When it comes to stocks, taxes can be a bit complex. Generally, you don’t have to pay taxes on stocks that you don’t sell. This means that if you bought securities but did not engage in any selling transactions in 2020, you won’t have to pay any “stock taxes” for that year. However, there are a few things to keep in mind.
Firstly, it’s important to understand that simply holding stocks does not trigger a taxable event.

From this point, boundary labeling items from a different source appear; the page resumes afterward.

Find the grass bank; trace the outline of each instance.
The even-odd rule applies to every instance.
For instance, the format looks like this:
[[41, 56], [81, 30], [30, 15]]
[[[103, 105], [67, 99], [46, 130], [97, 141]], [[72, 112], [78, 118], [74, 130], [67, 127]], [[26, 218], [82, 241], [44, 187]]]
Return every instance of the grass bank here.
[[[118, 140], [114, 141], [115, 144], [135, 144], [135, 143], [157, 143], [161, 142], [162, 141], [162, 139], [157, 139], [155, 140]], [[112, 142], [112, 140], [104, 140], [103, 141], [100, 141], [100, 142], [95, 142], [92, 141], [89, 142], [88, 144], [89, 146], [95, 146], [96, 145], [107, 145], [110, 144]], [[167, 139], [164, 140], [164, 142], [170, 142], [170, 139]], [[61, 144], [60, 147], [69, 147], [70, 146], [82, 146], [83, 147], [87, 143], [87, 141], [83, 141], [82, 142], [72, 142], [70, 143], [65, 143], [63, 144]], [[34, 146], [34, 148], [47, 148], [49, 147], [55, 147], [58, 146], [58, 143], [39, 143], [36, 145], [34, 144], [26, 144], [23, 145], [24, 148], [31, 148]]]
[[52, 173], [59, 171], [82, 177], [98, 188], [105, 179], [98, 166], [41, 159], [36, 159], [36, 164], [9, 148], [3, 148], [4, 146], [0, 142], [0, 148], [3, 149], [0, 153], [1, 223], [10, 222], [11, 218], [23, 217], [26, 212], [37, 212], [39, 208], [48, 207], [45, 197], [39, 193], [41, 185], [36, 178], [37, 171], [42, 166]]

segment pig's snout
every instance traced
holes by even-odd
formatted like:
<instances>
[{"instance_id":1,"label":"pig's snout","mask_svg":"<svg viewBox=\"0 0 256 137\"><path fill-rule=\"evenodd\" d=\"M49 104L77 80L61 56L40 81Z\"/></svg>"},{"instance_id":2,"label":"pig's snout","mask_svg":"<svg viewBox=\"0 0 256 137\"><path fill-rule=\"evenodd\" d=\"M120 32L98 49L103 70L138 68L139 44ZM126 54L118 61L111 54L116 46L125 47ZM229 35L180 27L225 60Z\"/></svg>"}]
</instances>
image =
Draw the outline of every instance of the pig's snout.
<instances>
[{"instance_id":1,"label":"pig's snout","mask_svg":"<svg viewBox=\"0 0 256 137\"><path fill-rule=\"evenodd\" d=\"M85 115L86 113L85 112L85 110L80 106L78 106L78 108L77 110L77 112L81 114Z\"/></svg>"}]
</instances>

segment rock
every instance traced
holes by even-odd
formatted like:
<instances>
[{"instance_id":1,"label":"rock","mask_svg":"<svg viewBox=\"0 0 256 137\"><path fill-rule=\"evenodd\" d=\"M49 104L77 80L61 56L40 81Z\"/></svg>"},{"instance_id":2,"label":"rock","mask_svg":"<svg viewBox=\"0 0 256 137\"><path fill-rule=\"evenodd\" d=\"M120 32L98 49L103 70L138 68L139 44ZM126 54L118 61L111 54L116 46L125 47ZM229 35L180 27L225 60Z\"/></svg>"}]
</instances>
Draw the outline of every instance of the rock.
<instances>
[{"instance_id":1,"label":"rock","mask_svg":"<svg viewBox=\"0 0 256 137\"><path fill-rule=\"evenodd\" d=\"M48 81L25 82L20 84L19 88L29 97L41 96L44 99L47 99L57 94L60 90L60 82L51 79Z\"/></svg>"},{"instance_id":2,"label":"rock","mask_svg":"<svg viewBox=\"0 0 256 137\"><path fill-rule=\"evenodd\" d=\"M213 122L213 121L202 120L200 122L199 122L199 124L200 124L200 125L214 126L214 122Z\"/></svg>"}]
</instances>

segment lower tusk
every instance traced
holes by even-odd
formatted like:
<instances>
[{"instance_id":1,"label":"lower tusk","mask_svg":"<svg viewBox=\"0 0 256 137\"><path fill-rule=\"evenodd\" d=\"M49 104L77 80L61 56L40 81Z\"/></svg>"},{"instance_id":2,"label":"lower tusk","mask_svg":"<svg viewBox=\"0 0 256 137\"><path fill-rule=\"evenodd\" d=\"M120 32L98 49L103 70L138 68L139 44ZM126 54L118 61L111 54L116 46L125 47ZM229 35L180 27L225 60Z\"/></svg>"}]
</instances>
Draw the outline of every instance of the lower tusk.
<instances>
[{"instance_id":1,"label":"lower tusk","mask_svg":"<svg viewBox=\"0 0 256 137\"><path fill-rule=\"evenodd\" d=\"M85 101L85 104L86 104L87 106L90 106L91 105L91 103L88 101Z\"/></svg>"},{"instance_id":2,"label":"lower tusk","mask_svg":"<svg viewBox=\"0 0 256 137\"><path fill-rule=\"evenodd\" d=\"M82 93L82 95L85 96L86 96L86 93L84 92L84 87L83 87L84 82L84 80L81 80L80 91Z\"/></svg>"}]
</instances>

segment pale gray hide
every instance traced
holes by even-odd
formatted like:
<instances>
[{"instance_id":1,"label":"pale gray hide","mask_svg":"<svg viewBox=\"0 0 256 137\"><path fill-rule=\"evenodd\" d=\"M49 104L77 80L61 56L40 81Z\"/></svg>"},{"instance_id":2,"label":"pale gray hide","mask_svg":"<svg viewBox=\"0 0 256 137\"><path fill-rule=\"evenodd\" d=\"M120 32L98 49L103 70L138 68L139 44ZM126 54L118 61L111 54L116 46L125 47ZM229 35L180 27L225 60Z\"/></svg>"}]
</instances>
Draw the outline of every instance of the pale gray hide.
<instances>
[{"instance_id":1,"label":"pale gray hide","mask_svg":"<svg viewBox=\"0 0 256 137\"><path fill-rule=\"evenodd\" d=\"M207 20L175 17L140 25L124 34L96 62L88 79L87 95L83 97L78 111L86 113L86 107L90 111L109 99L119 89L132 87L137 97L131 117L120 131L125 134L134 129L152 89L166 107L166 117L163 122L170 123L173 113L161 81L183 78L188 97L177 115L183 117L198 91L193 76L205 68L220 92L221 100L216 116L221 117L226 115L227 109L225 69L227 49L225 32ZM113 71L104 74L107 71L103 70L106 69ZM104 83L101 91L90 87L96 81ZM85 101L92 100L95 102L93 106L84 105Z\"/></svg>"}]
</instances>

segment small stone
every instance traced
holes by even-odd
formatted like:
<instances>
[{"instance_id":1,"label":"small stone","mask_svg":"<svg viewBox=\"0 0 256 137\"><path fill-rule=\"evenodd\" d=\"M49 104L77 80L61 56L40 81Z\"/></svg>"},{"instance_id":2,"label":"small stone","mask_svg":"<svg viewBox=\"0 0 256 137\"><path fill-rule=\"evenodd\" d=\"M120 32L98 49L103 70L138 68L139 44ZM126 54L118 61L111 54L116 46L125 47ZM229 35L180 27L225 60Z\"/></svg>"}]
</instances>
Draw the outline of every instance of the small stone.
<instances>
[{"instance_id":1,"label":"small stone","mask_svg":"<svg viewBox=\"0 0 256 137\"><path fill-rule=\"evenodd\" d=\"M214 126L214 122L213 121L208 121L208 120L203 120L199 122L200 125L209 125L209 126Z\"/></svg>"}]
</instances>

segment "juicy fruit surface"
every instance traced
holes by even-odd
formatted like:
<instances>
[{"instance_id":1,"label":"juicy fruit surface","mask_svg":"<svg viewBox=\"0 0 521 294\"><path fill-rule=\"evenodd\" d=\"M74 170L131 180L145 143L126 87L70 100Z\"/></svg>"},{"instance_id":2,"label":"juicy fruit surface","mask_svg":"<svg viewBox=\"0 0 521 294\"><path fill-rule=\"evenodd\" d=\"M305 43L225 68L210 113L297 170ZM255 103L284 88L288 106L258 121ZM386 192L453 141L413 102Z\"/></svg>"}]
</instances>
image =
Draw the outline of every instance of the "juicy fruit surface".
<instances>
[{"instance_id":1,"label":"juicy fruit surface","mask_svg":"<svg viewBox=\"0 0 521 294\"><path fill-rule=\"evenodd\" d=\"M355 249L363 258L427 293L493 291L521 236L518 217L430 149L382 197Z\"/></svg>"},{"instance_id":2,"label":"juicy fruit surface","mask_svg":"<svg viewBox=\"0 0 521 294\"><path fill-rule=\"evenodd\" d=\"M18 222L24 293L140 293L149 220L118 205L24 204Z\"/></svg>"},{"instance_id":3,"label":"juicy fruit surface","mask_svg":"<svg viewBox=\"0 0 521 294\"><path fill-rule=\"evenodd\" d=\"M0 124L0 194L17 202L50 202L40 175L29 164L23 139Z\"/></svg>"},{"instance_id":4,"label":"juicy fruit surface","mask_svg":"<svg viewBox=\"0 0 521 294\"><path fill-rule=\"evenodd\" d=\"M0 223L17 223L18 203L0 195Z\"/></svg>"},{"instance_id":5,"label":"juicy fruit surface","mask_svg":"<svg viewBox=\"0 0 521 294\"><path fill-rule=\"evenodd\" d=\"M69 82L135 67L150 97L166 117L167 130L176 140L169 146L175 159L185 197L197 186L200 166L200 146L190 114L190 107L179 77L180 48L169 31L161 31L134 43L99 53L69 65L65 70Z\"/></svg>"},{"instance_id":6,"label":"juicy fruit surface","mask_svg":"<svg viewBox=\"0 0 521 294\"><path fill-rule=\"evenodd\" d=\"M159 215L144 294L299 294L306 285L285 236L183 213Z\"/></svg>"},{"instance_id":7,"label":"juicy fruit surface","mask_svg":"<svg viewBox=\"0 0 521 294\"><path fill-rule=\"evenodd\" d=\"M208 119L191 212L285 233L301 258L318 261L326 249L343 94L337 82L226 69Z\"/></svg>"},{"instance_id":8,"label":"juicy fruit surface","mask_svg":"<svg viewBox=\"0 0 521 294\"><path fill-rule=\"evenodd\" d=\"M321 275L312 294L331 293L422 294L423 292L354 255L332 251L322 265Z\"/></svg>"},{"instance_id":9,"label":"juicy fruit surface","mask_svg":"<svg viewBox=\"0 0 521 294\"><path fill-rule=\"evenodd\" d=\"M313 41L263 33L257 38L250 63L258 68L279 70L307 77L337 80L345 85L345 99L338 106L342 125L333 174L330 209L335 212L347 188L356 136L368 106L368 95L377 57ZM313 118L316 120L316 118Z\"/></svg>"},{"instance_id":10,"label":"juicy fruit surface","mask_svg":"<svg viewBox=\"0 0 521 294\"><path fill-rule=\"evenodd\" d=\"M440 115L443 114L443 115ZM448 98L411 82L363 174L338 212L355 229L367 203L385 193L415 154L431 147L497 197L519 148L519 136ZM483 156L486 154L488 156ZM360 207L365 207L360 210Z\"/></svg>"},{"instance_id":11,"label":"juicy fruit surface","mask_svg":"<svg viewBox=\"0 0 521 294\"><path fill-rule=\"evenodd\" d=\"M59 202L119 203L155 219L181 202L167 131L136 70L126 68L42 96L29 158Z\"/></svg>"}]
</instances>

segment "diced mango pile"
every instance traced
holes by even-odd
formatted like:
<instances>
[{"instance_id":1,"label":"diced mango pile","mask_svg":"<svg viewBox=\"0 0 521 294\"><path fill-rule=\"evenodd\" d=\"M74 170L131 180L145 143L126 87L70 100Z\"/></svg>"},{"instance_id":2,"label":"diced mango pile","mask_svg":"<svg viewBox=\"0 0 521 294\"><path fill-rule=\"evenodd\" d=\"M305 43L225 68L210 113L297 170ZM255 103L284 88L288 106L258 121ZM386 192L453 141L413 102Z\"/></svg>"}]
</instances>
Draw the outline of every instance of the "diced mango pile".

You only realize a gain or loss when you sell the stocks. So, if you’re just holding onto your stocks and not making any sales, there’s no need to report anything on your tax return.
However, there are some instances where you may still have to report certain income related to your stocks, even if you didn’t sell them. For example, if you received dividends from your stocks, those dividends are generally taxable income. Dividends are typically paid out by companies to their shareholders as a portion of their profits. These dividends are often subject to specific tax rates, depending on factors such as whether they are qualified or non-qualified dividends.
Similarly, if you earned interest on any investments that you hold, such as interest from bonds or savings accounts, that income is also typically taxable. It’s important to report this interest income on your tax return, even if you didn’t sell any stocks.
To report your dividends and interest income, you will need to receive the necessary tax forms from the institutions or companies that paid you. For dividends, you will typically receive a Form 1099-DIV, which will detail the amount of dividends you received and any associated tax information. For interest income, you will typically receive a Form 1099-INT.
It’s worth noting that if you have investments in tax-advantaged accounts like Individual Retirement Accounts (IRAs) or 401(k)s, you generally won’t have to pay taxes on the dividends and interest earned within those accounts until you start withdrawing the funds in retirement.
If you didn’t sell any stocks in 2020, you won’t have to pay any taxes specifically related to your stocks. However, if you earned dividends or interest from your investments, you will need to report that income on your tax return. It’s always a good idea to consult with a tax professional or use tax software to ensure you accurately report all your investment income and comply with the tax laws.